Somewhat unintentionally I’ve saved the most difficult, but arguably one of the best, joyful things for my last Week of Joy post. It’s best because in many ways, connecting with strangers encompasses most if not all of my other joys. It’s the most difficult because it demands a deep vulnerability that is absent from the other items.
I am crazy passionate about hearing about the passions of others. I do not need to share those passions to feel this way. Example: my high school boyfriend got excited about physics on a regular basis, and barring abstract science-fiction like concepts such as black holes, other dimensions, and dark matter, this most mathematical of sciences makes me snooze. But watching him light up talking about the subject was glorious and inspiring, no matter how quickly I lost the contextual thread of the conversation.
Everyone has something they love, something they can talk about with any number of people for any amount of time with boundless enthusiasm. Or, if they don’t, they should. Because it is these kinds of quirky passions that make people interesting, and make connecting with strangers about those passions one of my absolute favorite things to do in life.
But to address the deep vulnerability component. In order to authentically connect with people you don’t know (ie, actually talk about something meaningful rather than the kind of small talk that is so common in any sort of polite society) you have to share a piece of yourself as well. Exchange passions, so to speak. One must balance listening with sharing, debating with relating. Connecting with strangers is invigorating and terrifying at the same time, because by opening ourselves up to a new authentic relationship and the accompanying joys and synergies, we risk being rejected or taken advantage of. But how often do the latter two happen anyway?
For whatever reason I am hard pressed to come up with a particular example of an especially insightful moment connecting with a single stranger as of late. However, in continuing to expand my interest in the Transition Town movement I have had a plethora of interactions with strangers who often become friends, or at least acquaintances.
Conversations around the Transition Town movement demand even more of an immediate connection and vulnerability than other chance interactions, largely because the movement is so personal and community-based. For those who aren’t familiar with the concept of Transition Towns, the short version is that it’s a movement that started in England to brainstorm and practice solutions to build community and local resilience as a response to climate change and peak oil. The long version involves a lot of creativity, diversity, balance between academic knowledge of likely the most challenging environmental issues our world has ever faced and practical, on the ground solutions.

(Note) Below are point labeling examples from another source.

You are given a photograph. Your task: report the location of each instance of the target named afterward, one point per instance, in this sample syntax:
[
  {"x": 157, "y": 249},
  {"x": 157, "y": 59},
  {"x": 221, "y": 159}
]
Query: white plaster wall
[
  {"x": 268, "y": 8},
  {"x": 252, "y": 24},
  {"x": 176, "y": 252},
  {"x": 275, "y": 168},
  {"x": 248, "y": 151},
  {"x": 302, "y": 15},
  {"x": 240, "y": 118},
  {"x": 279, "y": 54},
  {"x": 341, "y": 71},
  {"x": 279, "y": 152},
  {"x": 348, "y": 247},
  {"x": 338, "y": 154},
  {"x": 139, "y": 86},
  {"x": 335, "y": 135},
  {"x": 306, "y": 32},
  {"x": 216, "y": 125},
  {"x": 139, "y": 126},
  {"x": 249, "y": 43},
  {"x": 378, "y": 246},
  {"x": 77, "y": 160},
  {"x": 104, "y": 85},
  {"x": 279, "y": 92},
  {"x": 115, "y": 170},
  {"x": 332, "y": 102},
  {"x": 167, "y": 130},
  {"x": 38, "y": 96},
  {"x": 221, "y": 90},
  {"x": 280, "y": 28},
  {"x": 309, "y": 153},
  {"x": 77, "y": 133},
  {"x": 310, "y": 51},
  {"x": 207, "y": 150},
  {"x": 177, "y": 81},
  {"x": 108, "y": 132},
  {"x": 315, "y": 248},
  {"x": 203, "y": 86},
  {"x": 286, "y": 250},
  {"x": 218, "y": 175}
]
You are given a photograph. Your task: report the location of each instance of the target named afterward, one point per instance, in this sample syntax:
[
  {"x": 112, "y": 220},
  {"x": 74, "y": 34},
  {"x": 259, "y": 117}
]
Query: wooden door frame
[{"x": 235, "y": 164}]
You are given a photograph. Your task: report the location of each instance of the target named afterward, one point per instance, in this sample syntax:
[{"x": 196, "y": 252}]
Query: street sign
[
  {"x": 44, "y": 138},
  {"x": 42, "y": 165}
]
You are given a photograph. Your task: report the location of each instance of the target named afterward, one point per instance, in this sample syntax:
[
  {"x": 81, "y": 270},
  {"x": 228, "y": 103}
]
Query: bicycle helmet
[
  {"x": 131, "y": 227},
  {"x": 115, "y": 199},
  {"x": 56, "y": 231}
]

To truly discuss these issues and how we come to care about them, it is absolutely necessary that one bare one’s soul a bit. Sharing stories of the past and hopes for the future is integral to creating that future holistically, communally, and completely.

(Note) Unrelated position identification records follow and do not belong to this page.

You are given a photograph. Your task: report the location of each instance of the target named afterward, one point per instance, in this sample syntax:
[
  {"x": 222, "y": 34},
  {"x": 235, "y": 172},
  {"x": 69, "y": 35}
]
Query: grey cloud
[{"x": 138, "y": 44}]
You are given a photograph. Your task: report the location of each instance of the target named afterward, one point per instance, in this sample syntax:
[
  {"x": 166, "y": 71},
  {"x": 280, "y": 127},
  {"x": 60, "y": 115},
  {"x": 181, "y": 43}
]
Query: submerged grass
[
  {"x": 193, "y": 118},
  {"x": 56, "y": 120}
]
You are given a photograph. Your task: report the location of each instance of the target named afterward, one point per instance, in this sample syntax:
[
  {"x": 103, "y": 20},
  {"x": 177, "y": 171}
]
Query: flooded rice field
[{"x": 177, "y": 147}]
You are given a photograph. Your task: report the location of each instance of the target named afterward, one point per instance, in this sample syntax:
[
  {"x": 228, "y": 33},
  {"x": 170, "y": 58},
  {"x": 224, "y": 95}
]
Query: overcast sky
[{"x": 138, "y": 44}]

I’m now connected with the Transition Town movement through a multitude of ways- the group in the neighborhood I community organize for, the group in the neighborhood I live in, the Sustainability Conference, and occasional attendance at a weekly, informal Twin Cities Transition Town group. Each and every time I attend a gathering I see at least one person I’ve met before and have a meaningful conversation with at least one person I’ve never spoken with.
As with birds, connecting with strangers is a rather serendipitous joy. Planning such a thing ruins the authenticity of the conversation- one cannot go out and hunt for strangers to connect with, luring them in with the sheer magneticism of one’s personality.
The vulnerability component, however, can be intentionally lived more deeply for sure. I absolutely love it when strangers comment on something I say, something I’m wearing, or something I’m reading, but somehow forget that it is likely that others enjoy when I do the same. I must remember, remember that everyone is looking for human connection, that we all need something like six interactions with different people per day to stay sane (a smile will do, a conversation or hug is better).
Above all, I must remember the importance of asking questions, for everyone has a multitude of stories to tell.
“I think people are trying to find a way to sit around and tell stories. I think that’s all any of us wants, is a place to tell stories to each other.”